3. Visualizing the Shape

  • The distribution changes its peak and tail length based on the degrees of freedom.
Density
  ^
  |      / \ (df=2)
  |     /   \
  |    /     \      (df=5)
  |   /       \____
  |  /             \____
  |_______________________> Chi-Square Value

Working / Process

1. Formulate Hypotheses

  • State the Null Hypothesis ($H_0$), which assumes no significant difference between observed and expected frequencies.
  • State the Alternative Hypothesis ($H_1$), which suggests a significant difference exists.

2. Calculate the Chi-Square Statistic

  • Use the formula: $\chi^2 = \sum \frac{(O_i - E_i)^2}{E_i}$
  • $O_i$ represents the observed frequency, and $E_i$ represents the expected frequency.

3. Determine Significance and Conclusion

  • Compare the calculated $\chi^2$ value with the critical value from the Chi-Square distribution table based on $df$ and the chosen significance level (e.g., $\alpha = 0.05$).
  • If Calculated $\chi^2 >$ Table Value, reject the null hypothesis. Otherwise, fail to reject it.

Advantages / Applications

  • Goodness of Fit Test: Used to determine if sample data matches a population distribution.
  • Test of Independence: Used to verify if there is a significant relationship between two categorical variables (e.g., gender and preference for a brand).
  • Homogeneity Test: Used to determine if different populations have the same distribution of a specific variable.

Summary

The Chi-Square distribution is a statistical tool used to analyze categorical data by comparing observed frequencies to expected frequencies. It relies on the degrees of freedom to determine its shape and is critical for hypothesis testing regarding relationships between variables.

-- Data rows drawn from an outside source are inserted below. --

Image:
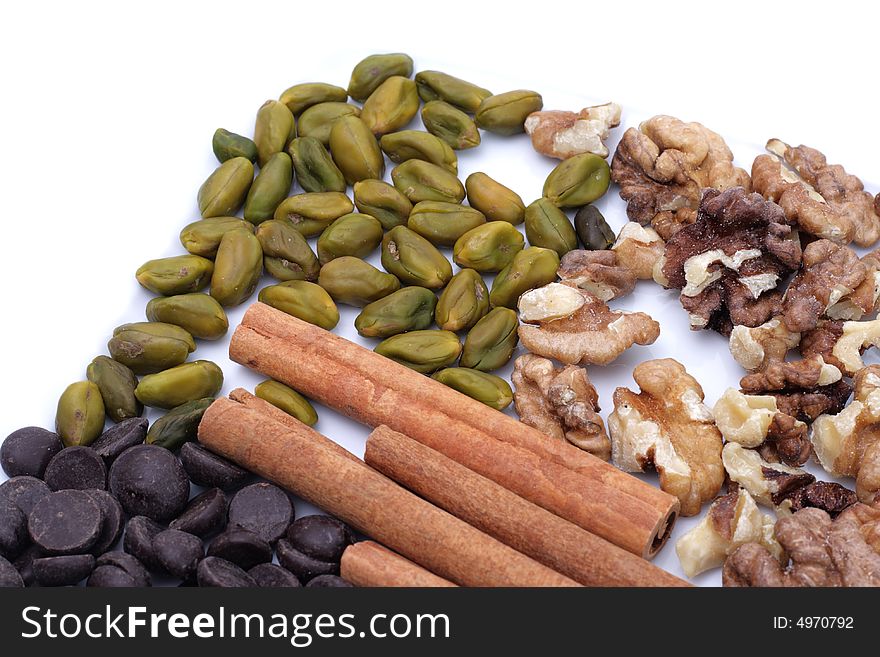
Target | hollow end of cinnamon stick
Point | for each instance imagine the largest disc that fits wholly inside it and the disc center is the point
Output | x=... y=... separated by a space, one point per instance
x=374 y=390
x=366 y=563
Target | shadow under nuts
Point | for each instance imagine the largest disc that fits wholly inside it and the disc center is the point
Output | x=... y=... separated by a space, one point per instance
x=422 y=351
x=181 y=384
x=463 y=302
x=237 y=268
x=490 y=343
x=417 y=145
x=352 y=234
x=286 y=254
x=306 y=301
x=414 y=260
x=199 y=314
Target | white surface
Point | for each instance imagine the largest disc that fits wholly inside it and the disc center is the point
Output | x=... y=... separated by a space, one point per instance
x=108 y=114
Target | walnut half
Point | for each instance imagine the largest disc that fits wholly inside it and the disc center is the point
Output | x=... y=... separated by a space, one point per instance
x=577 y=328
x=667 y=427
x=822 y=551
x=848 y=443
x=560 y=402
x=561 y=134
x=731 y=521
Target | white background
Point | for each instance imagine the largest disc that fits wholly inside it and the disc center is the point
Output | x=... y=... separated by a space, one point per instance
x=108 y=111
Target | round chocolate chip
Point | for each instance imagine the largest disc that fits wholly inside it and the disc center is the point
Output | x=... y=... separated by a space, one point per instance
x=138 y=541
x=204 y=515
x=63 y=571
x=66 y=522
x=270 y=575
x=149 y=481
x=24 y=491
x=329 y=582
x=263 y=509
x=217 y=572
x=321 y=537
x=77 y=468
x=28 y=451
x=25 y=563
x=9 y=576
x=13 y=529
x=127 y=563
x=178 y=552
x=207 y=469
x=120 y=437
x=242 y=547
x=107 y=577
x=114 y=522
x=302 y=565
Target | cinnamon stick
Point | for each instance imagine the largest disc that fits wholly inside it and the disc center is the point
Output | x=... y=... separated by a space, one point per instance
x=311 y=465
x=524 y=526
x=375 y=390
x=369 y=564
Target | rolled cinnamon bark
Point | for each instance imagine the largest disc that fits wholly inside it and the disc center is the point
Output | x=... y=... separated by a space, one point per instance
x=524 y=526
x=300 y=459
x=366 y=563
x=374 y=390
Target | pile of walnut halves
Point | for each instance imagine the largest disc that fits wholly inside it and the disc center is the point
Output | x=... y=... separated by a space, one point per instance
x=763 y=259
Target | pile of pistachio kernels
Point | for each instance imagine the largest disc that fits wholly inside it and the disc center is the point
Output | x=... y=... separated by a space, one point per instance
x=315 y=137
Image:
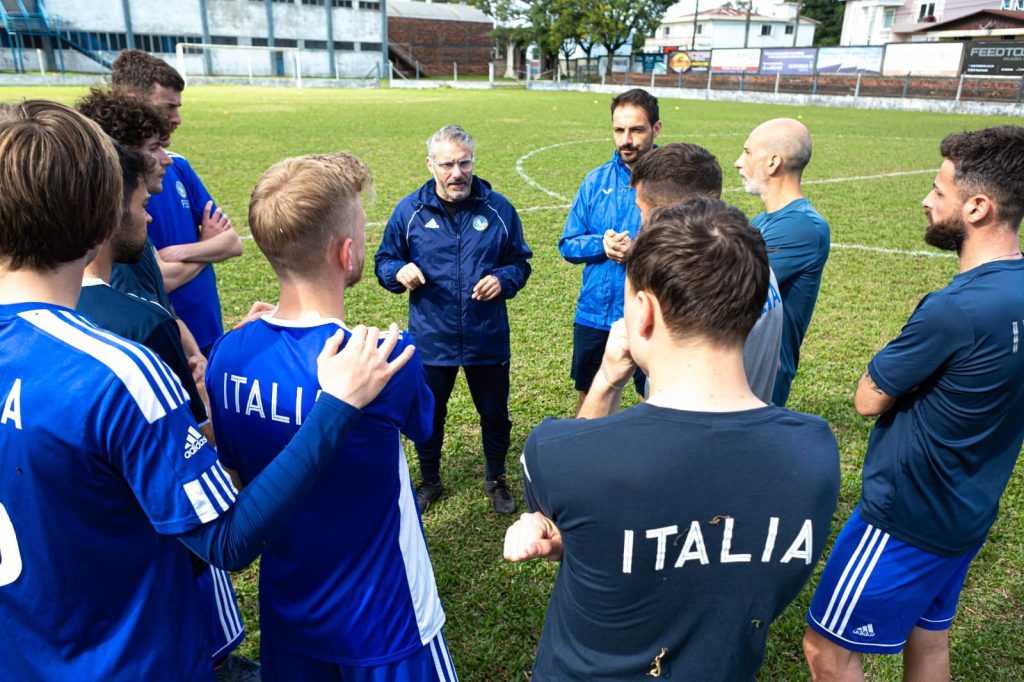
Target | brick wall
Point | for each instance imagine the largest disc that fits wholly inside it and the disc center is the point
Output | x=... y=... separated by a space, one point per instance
x=436 y=44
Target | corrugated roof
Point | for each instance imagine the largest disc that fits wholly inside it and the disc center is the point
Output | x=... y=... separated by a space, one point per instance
x=441 y=11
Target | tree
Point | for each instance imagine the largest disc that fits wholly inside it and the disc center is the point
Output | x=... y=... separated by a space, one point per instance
x=829 y=12
x=616 y=23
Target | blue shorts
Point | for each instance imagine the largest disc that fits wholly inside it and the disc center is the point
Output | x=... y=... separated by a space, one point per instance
x=876 y=589
x=217 y=602
x=431 y=664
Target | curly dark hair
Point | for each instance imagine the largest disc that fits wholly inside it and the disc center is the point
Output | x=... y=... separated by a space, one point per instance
x=126 y=119
x=990 y=161
x=675 y=173
x=707 y=267
x=135 y=72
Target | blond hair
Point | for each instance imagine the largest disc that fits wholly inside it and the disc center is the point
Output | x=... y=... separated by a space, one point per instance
x=298 y=206
x=61 y=189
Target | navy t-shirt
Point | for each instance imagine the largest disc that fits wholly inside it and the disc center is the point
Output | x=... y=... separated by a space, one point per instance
x=142 y=322
x=142 y=279
x=685 y=534
x=177 y=212
x=938 y=461
x=798 y=241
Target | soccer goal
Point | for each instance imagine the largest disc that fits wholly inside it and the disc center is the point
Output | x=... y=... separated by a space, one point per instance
x=235 y=61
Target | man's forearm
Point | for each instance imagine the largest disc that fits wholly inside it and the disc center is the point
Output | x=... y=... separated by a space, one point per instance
x=217 y=249
x=177 y=273
x=602 y=399
x=870 y=400
x=188 y=343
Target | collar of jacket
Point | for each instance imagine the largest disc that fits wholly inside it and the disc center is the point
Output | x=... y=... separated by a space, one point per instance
x=479 y=189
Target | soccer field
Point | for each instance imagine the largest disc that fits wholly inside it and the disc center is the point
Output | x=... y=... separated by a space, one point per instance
x=868 y=173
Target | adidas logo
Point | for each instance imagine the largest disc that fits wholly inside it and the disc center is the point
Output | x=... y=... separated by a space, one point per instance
x=194 y=441
x=864 y=631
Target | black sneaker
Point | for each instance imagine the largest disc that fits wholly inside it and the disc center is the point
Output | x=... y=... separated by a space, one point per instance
x=427 y=493
x=498 y=491
x=237 y=669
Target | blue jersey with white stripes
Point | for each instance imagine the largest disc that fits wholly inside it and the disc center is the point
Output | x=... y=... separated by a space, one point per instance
x=348 y=579
x=102 y=465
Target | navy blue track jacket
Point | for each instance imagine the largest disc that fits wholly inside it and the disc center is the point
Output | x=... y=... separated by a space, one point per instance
x=483 y=238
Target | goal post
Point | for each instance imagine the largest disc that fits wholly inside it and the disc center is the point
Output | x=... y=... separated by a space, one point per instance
x=238 y=60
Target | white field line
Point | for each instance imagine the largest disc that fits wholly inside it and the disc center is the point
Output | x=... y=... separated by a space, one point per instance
x=832 y=180
x=895 y=252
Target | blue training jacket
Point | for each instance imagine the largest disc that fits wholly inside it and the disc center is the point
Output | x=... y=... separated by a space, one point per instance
x=483 y=238
x=605 y=201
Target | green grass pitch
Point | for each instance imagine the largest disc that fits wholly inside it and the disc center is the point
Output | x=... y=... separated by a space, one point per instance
x=867 y=176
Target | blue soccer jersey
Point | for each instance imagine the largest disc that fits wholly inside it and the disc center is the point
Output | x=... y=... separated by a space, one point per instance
x=177 y=212
x=348 y=580
x=102 y=467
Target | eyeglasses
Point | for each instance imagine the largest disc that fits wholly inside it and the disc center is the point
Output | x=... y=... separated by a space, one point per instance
x=446 y=167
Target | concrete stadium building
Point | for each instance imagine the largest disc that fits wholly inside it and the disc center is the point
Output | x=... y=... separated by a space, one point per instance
x=334 y=38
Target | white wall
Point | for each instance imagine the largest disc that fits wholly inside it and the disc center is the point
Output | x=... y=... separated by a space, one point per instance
x=242 y=19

  • Key Point 1: It is non-negative and right-skewed.
  • Key Point 2: Its shape changes based on the degrees of freedom.
  • Key Point 3: It is widely used in tests of independence and goodness of fit.
  • Important terms to remember: Degrees of Freedom ($df$), Observed Frequency ($O$), Expected Frequency ($E$), Null Hypothesis ($H_0$), and Critical Value.